RealQM gives the following ground state energies with display of electron distribution over shells from inner to outer:  

• Ne (2+8):                   -128      (-128.5) (code)
• Ne (2+4+4):               -128      (-128.5) (code)
• Na (2+4+4+1):         -161.8    (-162.4) (code)
• Mg (2+4+4+2):         -199.4   (-200.3)  (code)
• Al  (2+4+4+2+1):     -242.4   (-242.7) (code)
• Si  (2+8+4):               -290      (-290)   (code)
• P (2+8+4+1):            -342      (-342)  (code)
• S  (2+8+4+2):          -396      (-399)   (code)       
• Cl (2+8+4+3):         - 461      (-461.4) (code)
• Ar (2+8+8):             -528       (-529)   (code) 
• K (2+8+8+1):          -601      (-602)   (code)
• Xe (2+8+18+18+8) -7458    (-7438) (code)

We see good agreement between RealQM and reference values in parenthesis. 

We see that the number of valence electrons in the outermost shell ranges from 1 to 4  (except for the noble gases Xe), which is different from stdQM with 1 to 8 valence electrons according to the "octet rule". 

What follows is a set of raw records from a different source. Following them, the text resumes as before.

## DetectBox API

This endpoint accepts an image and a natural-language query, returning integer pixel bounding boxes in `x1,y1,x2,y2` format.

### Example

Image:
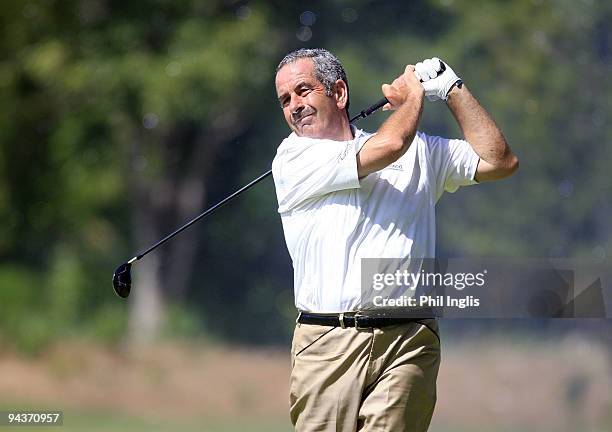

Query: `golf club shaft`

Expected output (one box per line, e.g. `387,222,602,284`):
128,170,272,264
127,98,389,264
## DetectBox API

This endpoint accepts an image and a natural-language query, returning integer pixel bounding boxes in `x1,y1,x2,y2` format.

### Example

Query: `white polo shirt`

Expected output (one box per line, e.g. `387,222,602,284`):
272,126,479,313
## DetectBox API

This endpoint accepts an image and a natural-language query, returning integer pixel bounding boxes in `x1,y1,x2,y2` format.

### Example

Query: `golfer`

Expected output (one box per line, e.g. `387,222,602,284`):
272,49,518,432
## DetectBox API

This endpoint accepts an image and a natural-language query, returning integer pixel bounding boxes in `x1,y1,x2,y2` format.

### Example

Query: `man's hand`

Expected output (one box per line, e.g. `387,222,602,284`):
414,57,459,101
382,65,425,111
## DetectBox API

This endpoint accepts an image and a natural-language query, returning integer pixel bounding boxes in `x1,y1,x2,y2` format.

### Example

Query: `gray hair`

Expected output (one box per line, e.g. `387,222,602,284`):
276,48,349,116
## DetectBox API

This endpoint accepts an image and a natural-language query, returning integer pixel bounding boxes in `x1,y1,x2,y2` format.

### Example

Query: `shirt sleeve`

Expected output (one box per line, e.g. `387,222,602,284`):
420,133,480,198
272,137,359,213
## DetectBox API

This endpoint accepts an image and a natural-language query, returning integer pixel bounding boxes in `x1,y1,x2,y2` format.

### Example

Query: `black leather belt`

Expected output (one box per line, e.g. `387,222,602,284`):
296,312,422,329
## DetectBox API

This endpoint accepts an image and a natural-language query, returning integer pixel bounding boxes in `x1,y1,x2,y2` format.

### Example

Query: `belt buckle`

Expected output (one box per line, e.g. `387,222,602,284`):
354,314,371,330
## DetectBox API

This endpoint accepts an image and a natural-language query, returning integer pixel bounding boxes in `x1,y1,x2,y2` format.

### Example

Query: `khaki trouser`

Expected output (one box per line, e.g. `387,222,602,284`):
290,319,440,432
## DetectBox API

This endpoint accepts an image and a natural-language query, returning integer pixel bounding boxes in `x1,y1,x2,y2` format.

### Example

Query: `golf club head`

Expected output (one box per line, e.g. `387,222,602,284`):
113,263,132,298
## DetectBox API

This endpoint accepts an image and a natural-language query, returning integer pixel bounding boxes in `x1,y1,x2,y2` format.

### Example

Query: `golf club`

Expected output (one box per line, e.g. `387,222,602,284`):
113,62,446,298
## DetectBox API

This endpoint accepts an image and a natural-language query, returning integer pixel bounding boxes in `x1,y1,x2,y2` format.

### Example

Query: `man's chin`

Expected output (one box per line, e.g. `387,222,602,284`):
294,124,319,138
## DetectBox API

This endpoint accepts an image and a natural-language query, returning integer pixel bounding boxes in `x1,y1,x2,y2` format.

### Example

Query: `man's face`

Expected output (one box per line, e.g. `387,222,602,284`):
276,58,346,139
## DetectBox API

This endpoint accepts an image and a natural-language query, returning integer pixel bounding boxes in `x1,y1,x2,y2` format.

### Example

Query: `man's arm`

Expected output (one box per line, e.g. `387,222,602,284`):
357,65,424,178
447,85,518,182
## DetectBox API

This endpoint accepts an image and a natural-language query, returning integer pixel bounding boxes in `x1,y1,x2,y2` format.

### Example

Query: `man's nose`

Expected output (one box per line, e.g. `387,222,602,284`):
289,94,304,116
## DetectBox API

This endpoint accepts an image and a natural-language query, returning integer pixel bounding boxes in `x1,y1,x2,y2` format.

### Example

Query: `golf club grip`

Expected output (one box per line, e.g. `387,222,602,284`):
351,60,446,123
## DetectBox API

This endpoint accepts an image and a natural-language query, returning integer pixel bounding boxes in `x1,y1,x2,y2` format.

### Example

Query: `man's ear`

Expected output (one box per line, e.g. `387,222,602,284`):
334,80,348,110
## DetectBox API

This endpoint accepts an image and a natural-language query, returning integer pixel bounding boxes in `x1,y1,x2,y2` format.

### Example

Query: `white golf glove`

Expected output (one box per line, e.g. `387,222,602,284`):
414,57,460,101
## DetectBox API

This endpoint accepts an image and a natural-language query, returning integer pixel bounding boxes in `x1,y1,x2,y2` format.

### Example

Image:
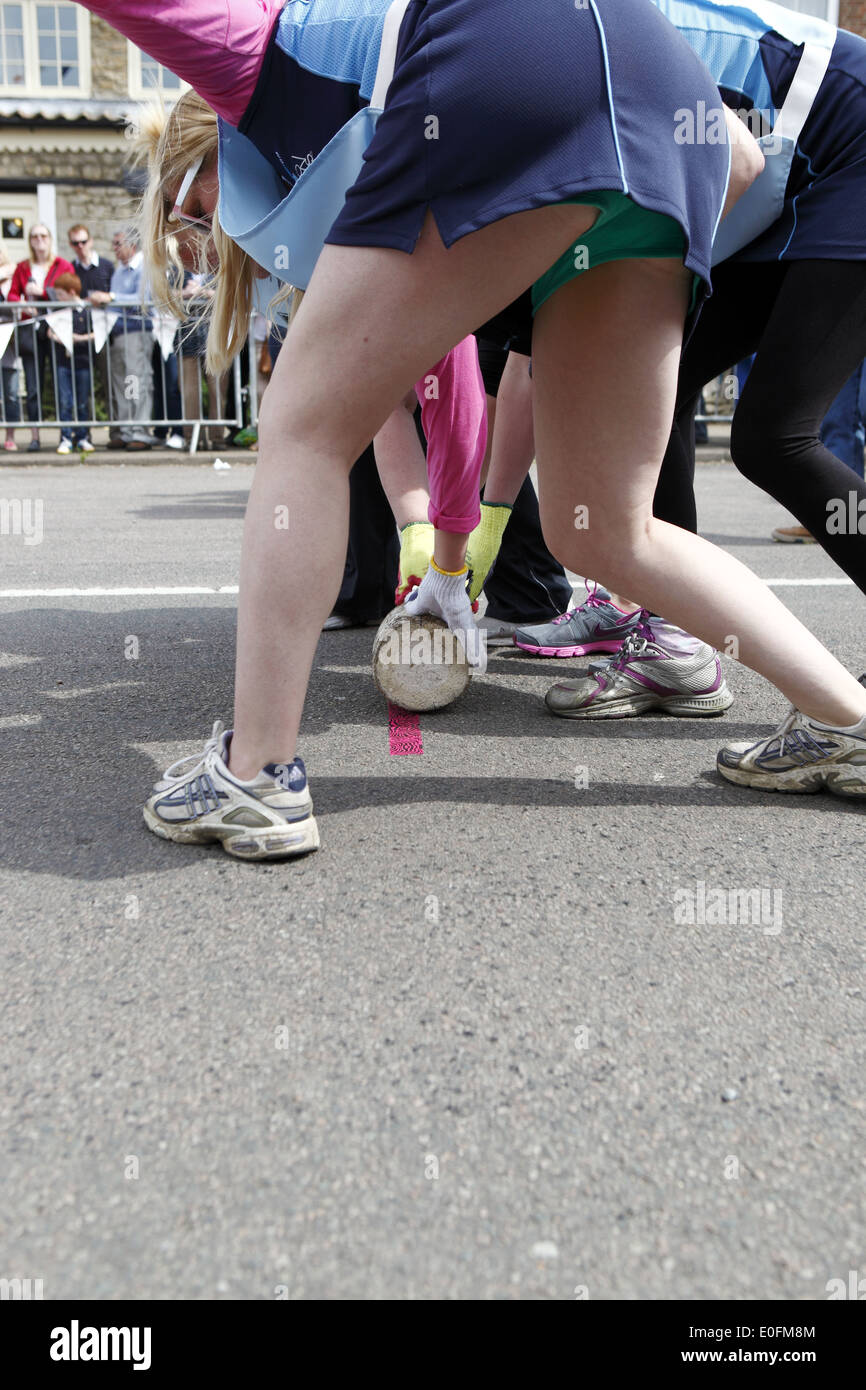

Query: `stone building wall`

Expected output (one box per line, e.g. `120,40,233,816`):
90,15,129,101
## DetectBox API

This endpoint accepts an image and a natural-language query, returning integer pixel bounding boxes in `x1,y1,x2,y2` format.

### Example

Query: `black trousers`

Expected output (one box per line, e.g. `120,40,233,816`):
18,324,50,424
653,260,866,592
478,335,571,624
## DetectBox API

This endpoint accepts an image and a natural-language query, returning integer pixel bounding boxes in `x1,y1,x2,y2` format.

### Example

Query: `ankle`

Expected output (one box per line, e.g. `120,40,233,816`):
225,734,295,781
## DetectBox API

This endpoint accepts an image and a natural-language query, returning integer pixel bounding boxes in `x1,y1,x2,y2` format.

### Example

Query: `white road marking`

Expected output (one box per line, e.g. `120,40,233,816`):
763,574,853,589
0,584,238,599
0,574,853,599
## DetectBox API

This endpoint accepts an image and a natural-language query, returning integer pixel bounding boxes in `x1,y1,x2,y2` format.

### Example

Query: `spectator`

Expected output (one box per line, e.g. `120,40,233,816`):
8,222,72,453
67,222,122,449
0,246,21,453
110,228,153,449
49,274,93,453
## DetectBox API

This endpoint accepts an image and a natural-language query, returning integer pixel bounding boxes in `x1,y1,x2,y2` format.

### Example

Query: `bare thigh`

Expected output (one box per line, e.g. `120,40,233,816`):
532,260,691,578
255,204,598,461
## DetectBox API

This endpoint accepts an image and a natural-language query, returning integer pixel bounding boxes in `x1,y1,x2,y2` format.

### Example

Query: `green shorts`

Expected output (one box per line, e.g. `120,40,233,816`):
532,189,701,314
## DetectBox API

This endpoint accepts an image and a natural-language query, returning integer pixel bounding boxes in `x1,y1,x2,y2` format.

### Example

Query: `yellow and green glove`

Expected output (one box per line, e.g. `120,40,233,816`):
466,502,512,603
393,521,435,605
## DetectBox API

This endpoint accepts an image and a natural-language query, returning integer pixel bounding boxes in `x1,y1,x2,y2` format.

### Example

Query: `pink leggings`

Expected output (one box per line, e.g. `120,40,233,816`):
416,334,487,535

We see that the 2+4+4 configuration for Neon gives about the same energy as a 2+8 configuration  suggesting that 4+4 for inner shells is the same as 8.

We note that atoms with 1-2 valence electrons are metals/metalloids and those with 3 are non-metals. This gives a very simple non-standard classification. Metals with 1-2 valence electrons have small ionization energies and those with 3 large ionization energies. 

Molecules naturally form by combining metals with non-metals such as NaCl, which will be explored in an upcoming post. 

In the above computations we have kept a full 3d resolution of all shells, with spherical charge homogenisation of inner shells to speed up. A further speed up opening to large molecules will be made by resolving inner shells in spherical symmetry and only valence shells in full 3d.  

We note that the RealQM is very simple (3 lines essentially) and and as such is essentially ab initio.  We compare with stdQM computations using Hartree-Fock or Density Functional Theory which are very complicated and thus not ab initio. 

PS It is not yet clear exactly when to stop iterations and so the number of iterations can be used to arrive exactly at reference values, if desired. Further study of stop criterion is needed.